Key findings include:
- Those receiving and/or requesting Meals on Wheels services are significantly more vulnerable compared to a nationally representative sample of aging Americans.
- Those who received daily-delivered meals experienced the greatest improvements in health and quality of life indicators over the study period compared to the other two groups (individuals who received frozen, weekly-delivered meals and the control group).
- Those receiving daily-delivered meals reported greater benefits from their home-delivered meal experience compared to the group receiving frozen meals.
- Those who lived alone and received daily-delivered meals were more likely to report decreases in worry about being able to remain in home and improvements in feelings of isolation and loneliness over the study period, compared to the other two groups.
Today, Meals on Wheels of Syracuse prepared and delivered 730 meals in the city of Syracuse. More than 18,300 meals during the month of March. According to Mason Kaufman, Executive Director, "We've seen about a 13% increase over the past two years. More meals requires more volunteers. To volunteer, visit Meals.org or call 315.478.5948."
MORE THAN A MEAL - THE IMPACT OF MEAL SERVICE DELIVERY ON THE HEALTH AND WELL-BEING OF ADULTS 60 YEARS OF AGE AND OLDER
Meals on Wheels America commissioned Brown University's Center for Gerontology and Healthcare Research to conduct with funding provided by AARP Foundation. The release of this groundbreaking study is being presented during the organization's 13th March for Meals – a nationwide celebration of local Meals on Wheels programs throughout the month of March.
"The Meals on Wheels network faces tough choices forced by limited funding, rising costs, unprecedented demand and need, and increasing for-profit competition," said Ellie Hollander, President and CEO of Meals on Wheels America. "Thanks to Brown University and AARP Foundation, we have the research-backed evidence that confirms what we've all known for decades anecdotally through personal experience: that Meals on Wheels does in fact deliver so much more than just a meal."
"The findings in this study show the great value of Meals on Wheels America's work as their volunteers provide not only a needed meal but a friendly face and safety check," said Lisa Marsh Ryerson, President of AARP Foundation. "The report reinforces our resolve at AARP Foundation to address the interrelated issues of senior hunger and isolation by pursuing both immediate relief and longer-term solutions."
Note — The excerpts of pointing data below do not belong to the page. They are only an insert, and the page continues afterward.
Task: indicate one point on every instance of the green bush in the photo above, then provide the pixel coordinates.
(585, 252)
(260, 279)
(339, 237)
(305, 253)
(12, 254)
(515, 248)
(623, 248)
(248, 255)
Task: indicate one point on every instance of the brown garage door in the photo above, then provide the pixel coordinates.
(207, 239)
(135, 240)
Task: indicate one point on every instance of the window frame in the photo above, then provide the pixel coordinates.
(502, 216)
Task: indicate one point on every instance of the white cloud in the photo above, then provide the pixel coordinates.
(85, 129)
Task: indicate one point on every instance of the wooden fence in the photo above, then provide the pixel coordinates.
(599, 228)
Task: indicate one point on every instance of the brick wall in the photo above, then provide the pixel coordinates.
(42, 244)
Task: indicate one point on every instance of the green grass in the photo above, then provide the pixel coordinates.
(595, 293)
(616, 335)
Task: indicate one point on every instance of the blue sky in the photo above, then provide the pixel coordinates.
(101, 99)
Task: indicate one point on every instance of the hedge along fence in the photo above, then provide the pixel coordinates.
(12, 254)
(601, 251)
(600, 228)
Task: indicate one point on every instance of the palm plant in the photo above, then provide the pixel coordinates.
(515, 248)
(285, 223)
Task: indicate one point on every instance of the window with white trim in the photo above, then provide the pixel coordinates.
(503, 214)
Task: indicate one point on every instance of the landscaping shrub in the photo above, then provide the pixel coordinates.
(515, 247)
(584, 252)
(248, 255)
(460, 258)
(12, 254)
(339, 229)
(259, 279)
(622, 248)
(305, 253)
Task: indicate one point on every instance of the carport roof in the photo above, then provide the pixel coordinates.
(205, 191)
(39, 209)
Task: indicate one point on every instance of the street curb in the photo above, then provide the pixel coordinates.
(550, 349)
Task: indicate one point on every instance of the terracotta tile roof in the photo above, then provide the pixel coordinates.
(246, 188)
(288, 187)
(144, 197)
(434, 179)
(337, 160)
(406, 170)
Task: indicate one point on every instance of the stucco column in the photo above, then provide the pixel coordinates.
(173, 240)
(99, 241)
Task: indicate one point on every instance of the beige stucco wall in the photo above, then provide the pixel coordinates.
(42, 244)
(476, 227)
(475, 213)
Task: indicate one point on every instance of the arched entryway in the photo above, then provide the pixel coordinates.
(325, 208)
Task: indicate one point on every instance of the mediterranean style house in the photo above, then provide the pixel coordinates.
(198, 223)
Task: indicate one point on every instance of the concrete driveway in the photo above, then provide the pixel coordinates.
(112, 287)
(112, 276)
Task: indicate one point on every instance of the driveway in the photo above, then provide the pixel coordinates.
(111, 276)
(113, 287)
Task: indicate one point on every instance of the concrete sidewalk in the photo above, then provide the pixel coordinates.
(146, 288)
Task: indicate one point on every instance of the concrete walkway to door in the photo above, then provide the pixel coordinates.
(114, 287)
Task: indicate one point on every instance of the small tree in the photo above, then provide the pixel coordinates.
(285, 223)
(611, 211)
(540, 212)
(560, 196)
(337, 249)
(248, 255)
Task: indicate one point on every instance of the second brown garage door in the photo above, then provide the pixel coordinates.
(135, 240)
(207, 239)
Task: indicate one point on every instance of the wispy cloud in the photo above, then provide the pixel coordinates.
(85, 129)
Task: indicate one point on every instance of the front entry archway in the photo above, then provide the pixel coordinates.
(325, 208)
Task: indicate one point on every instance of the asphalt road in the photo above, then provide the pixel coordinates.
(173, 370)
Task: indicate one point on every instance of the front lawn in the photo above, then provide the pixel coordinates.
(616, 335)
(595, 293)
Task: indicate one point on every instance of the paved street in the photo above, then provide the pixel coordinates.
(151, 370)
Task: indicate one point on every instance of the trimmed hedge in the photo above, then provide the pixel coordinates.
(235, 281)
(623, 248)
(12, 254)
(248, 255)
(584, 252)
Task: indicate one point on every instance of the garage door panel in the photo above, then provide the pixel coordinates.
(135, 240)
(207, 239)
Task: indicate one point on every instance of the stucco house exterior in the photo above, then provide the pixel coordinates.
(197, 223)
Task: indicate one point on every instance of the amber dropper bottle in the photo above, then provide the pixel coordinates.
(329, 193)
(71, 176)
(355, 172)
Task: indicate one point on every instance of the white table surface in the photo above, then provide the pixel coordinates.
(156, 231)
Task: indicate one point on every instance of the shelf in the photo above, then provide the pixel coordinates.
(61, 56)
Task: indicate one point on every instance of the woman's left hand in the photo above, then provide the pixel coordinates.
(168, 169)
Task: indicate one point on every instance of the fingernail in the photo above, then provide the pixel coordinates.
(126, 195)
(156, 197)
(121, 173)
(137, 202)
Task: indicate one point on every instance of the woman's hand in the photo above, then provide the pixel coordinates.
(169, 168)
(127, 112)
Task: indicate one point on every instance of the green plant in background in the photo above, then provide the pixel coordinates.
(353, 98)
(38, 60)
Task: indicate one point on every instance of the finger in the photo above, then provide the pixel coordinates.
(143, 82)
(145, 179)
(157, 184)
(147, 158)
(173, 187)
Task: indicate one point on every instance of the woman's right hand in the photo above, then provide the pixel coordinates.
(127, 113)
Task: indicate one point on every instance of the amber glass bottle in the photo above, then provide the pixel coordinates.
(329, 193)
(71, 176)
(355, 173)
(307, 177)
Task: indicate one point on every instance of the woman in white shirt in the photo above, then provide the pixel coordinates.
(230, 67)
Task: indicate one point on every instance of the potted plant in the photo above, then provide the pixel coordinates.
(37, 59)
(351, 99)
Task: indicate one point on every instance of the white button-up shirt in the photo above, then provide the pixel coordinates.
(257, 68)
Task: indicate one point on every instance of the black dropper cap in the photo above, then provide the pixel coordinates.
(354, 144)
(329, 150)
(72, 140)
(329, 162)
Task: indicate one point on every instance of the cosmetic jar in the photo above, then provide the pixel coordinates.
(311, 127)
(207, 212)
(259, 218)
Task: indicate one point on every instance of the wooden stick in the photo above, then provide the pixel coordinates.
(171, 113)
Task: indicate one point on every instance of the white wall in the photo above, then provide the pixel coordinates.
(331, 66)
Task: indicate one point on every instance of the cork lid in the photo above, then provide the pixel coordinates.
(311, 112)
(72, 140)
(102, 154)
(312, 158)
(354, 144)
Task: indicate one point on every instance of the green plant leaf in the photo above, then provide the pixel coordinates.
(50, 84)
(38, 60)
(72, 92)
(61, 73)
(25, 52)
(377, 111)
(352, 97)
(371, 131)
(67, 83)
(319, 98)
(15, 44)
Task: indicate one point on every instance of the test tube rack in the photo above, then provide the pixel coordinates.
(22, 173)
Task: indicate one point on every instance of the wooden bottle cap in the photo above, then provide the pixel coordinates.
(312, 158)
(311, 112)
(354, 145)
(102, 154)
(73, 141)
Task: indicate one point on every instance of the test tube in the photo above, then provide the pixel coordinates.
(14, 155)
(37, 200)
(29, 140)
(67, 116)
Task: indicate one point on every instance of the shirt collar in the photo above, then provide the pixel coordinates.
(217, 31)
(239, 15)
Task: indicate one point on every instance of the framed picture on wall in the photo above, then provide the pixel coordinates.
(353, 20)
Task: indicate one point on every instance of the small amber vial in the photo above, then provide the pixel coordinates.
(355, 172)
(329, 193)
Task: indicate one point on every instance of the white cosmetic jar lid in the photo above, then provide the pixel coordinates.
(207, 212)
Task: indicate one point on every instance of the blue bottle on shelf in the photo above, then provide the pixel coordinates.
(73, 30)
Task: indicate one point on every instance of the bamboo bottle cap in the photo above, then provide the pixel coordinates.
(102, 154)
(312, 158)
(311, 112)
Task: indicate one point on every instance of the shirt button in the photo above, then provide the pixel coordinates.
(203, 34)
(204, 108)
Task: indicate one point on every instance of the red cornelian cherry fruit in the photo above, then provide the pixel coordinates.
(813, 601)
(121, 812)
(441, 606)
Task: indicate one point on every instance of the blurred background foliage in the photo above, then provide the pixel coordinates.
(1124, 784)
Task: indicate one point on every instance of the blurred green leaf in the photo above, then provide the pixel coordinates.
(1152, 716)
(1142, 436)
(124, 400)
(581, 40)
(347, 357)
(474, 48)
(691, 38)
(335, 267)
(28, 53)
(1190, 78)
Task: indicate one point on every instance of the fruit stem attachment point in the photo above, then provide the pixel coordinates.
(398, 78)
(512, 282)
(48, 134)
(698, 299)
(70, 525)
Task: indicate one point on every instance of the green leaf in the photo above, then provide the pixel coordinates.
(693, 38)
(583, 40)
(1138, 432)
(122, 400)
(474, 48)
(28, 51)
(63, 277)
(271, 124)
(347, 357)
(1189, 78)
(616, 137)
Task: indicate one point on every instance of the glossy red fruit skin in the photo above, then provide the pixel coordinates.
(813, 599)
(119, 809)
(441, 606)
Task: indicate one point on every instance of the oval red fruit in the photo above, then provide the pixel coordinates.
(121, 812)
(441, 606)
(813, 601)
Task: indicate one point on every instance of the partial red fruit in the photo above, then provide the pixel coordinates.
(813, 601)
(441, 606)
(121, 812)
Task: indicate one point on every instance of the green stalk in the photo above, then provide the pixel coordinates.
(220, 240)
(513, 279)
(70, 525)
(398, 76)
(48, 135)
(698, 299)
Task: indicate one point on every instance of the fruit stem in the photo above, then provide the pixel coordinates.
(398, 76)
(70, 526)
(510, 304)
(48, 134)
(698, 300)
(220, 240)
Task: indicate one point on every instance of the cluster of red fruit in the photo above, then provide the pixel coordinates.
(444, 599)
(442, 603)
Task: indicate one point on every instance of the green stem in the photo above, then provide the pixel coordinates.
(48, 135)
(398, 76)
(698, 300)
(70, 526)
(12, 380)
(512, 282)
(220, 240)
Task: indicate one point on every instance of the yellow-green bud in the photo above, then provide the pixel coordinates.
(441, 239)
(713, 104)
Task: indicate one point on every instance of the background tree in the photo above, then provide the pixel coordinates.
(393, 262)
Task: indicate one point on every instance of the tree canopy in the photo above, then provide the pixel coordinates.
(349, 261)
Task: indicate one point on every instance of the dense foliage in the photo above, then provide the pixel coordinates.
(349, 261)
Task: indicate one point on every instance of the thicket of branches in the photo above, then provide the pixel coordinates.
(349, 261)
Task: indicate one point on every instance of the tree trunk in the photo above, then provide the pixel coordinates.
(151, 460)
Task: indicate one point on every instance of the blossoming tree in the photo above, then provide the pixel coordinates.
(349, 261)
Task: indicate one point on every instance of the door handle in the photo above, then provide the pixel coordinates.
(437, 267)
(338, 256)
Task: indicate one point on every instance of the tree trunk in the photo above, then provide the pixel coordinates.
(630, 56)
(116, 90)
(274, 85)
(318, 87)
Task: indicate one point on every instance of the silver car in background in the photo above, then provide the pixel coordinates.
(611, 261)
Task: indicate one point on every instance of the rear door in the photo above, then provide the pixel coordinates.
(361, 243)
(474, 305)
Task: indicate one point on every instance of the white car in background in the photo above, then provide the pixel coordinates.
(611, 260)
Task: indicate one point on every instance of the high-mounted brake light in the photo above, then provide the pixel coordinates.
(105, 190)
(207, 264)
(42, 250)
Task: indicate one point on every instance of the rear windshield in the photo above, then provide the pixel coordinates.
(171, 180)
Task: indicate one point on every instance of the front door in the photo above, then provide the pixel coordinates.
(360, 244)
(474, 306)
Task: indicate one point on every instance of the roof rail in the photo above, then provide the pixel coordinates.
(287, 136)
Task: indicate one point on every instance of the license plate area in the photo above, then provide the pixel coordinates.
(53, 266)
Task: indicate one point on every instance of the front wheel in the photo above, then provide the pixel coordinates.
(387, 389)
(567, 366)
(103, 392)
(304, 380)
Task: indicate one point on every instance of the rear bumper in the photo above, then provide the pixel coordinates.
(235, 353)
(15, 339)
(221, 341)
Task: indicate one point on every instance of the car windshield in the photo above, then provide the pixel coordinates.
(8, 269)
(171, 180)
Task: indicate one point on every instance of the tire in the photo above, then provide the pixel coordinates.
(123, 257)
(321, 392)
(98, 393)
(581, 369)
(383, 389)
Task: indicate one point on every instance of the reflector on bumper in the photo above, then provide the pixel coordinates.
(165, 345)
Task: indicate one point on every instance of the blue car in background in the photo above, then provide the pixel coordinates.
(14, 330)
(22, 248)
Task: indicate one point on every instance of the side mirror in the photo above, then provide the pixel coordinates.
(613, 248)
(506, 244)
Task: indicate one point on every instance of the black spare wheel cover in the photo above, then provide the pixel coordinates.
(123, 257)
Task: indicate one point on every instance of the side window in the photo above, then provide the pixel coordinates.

Meals on Wheels America contracted Dr. Kali Thomas, PhD of Brown University's Center for Gerontology and Healthcare Research, to design and execute the 15-week More Than a Meal pilot study involving more than 600 senior participants to compare the experience and health outcomes realized by older adults who receive three different levels of service: daily traditional meal delivery, once-weekly frozen delivery and individuals on a waiting list for meals.
"As a former Meals on Wheels volunteer and the granddaughter of a recipient, I have witnessed firsthand the valuable benefits this service provides to those fortunate enough to receive it," said Kali Thomas, PhD, Principal Investigator, Brown University. "We structured this study as a randomized control, blinded study and what we found in the data is significant evidence that seniors derive several benefits beyond nutrition alone from this service."